Larkin is among them, saying that Harrison is “the most brilliant operator of our time.”

The news that Harrison wanted to take over CSX was enough to send the value of the company’s stock skyrocketing by double digits.

The service problems of this year may have soured some shippers but they have not dented Harrison’s reputation on the Street.

Larkin argues that many critics, observers and customers are selling Harrison short for the recent performance hiccups.

“He will get CSX service fixed and lower the operating ratio to the targeted levels, no matter what. He won’t accept anything else,” he said.

Independent rail industry analyst Tony Hatch, whose views are often cited by Trains and Progressive Railroading, concurs, citing improvements in CSX service metrics.

Harrison and other top CSX executives have maintained throughout the troubles that things will turn around, that the issues are temporary.

Sanborn said that once the transition period has ended and the operating plan is fully in place that shippers will enjoy a fast and more fluid network. CSX will reap lower costs and a reduced operating ratio.

“While we have made a lot of changes since we began our transition [to PSR], there is still work to be done to refine the operating plan and continue to improve company performance and service to customers,” Sanborn said.

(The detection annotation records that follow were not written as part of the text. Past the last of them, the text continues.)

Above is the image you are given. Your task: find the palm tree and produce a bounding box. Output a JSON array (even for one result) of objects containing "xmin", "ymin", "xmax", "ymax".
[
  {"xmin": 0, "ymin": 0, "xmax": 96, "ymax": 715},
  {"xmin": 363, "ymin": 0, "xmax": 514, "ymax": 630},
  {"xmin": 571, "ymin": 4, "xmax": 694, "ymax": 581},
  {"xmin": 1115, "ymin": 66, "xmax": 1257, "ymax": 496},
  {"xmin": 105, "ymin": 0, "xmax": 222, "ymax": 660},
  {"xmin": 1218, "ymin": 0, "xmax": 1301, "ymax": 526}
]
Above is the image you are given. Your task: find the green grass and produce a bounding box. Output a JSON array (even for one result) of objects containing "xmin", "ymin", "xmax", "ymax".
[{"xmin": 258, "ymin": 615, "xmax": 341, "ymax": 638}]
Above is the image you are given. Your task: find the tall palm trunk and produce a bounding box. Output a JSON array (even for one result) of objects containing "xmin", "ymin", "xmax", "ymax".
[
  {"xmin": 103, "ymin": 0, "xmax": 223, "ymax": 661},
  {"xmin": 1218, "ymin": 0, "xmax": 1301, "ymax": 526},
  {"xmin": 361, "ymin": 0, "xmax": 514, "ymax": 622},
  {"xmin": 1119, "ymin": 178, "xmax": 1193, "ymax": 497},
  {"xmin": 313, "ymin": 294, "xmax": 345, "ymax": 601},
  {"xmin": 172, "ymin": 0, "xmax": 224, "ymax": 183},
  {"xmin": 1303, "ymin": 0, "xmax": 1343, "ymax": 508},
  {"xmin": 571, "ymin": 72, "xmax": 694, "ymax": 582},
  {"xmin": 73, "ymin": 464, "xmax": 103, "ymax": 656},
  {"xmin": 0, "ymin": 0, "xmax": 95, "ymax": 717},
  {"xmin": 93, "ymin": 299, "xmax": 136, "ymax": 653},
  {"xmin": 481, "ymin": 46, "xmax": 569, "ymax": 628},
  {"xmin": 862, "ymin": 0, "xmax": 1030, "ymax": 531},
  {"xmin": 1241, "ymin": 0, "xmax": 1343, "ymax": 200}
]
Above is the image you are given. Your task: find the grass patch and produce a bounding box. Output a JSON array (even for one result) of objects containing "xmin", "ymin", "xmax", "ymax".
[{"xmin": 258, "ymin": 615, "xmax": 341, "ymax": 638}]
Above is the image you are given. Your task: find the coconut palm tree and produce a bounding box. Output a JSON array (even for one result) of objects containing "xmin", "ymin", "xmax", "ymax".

CSX management plans to send stakeholders a long-range strategy overview that it plans to reveal at its investor conference Oct. 29-30 in West Palm Beach, Florida.

“In broad terms, we’ll talk about financial and operational objectives and the timeframes in which we hope to achieve them,” Sanborn said.

“We’re bullish on the future and sometimes you have to break some eggs to get there,” Lonegro said.

Much of the faith that CSX management and Wall Street have placed in precision scheduled railroading is rooted in the belief that it is a strategy proven to work.

By that they mean that it worked at IC, CN and CP, although some skeptics have noted that the networks of those railroads differed greatly from that of CSX.

In touting PSR, Sanborn said it has been proven over time to improve the performance of railroads. It will provide a more intuitive and flexible railroad, she said.

“Our decision-making is driven by [PSR] principles,” she said. “As our business evolves, we will use that framework to determine how to continue meeting our customers’ needs, and operating safely and efficiently, in response to whatever new conditions develop.”